Career Potential/Growth
Very cryptic career mentoring on the officer side. The rules to get ahead are always changing depending upon who you ask. If you are competent and dependable, you will make LCDR or 1st class as an enlisted. CDR or Chief is when promotion becomes tight, as it becomes performance based, but like anywhere, people fall through the cracks. And while we're on the CDR-Chief topic, I'm not ashamed to say it, but as they say, "Ask the Chief." An Officer can't touch the leadership skills of a good Chief Petty Officer. We can however, beat you in a spelling bee, political correctness, or ANY O's-Chief's sporting competition. We'll give you the mustache award. Chief's love the mustache...whatever, I don't get it.

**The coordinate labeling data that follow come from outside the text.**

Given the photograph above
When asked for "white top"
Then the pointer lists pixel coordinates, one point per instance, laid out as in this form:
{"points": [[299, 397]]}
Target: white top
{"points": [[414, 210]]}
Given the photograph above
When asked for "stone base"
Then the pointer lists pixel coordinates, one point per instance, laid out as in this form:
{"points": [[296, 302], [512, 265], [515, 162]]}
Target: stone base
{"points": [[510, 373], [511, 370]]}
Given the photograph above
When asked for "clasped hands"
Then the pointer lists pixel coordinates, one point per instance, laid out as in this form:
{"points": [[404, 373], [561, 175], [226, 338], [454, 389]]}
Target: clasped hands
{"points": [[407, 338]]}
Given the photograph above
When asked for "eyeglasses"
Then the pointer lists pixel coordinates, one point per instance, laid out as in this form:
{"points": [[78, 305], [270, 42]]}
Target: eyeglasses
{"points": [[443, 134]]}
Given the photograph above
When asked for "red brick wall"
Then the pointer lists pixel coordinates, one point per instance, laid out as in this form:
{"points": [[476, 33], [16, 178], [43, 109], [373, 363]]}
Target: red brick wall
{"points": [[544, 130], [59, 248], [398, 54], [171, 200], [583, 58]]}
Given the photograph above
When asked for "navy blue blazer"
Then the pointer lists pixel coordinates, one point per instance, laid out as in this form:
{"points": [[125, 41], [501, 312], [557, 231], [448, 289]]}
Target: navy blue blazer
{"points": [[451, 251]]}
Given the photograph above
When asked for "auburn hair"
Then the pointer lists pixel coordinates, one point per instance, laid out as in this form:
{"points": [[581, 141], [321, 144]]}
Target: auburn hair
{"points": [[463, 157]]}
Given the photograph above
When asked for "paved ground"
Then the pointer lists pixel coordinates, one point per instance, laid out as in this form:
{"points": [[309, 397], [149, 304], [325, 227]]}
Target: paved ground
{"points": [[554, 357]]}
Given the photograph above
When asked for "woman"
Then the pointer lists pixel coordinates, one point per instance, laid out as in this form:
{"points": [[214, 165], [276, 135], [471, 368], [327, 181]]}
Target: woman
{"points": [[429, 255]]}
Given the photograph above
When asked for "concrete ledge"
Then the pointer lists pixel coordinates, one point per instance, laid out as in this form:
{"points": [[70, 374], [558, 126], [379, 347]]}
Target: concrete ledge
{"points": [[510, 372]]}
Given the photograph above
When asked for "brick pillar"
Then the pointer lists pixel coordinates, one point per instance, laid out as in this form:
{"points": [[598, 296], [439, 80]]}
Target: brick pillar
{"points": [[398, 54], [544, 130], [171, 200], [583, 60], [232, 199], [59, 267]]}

You'll be near an ocean, a strip club, a pawn shop, and a slew of car dealerships. Boy, you are living the dream now son! Go out and get that $50,000 Escalade you can't afford.
Co-worker Competence
I don't want to belabor this point, but this is a HUGE problem in the Navy. You think an aircraft carrier is huge, you have no idea. It's like this:
a) Those who wanted to join the Navy/serve their country/motivation/have some f-ing personal pride: These are the backbone of the Navy. If they are not good at their specialty, they possess the traits above to unf*k the problem and become the best at their trade.
b) Those who joined the Navy because it's a steady paycheck with job security: They are anchors. The ship will never move forward. The earlier post of the guy praising FTS is an anchor.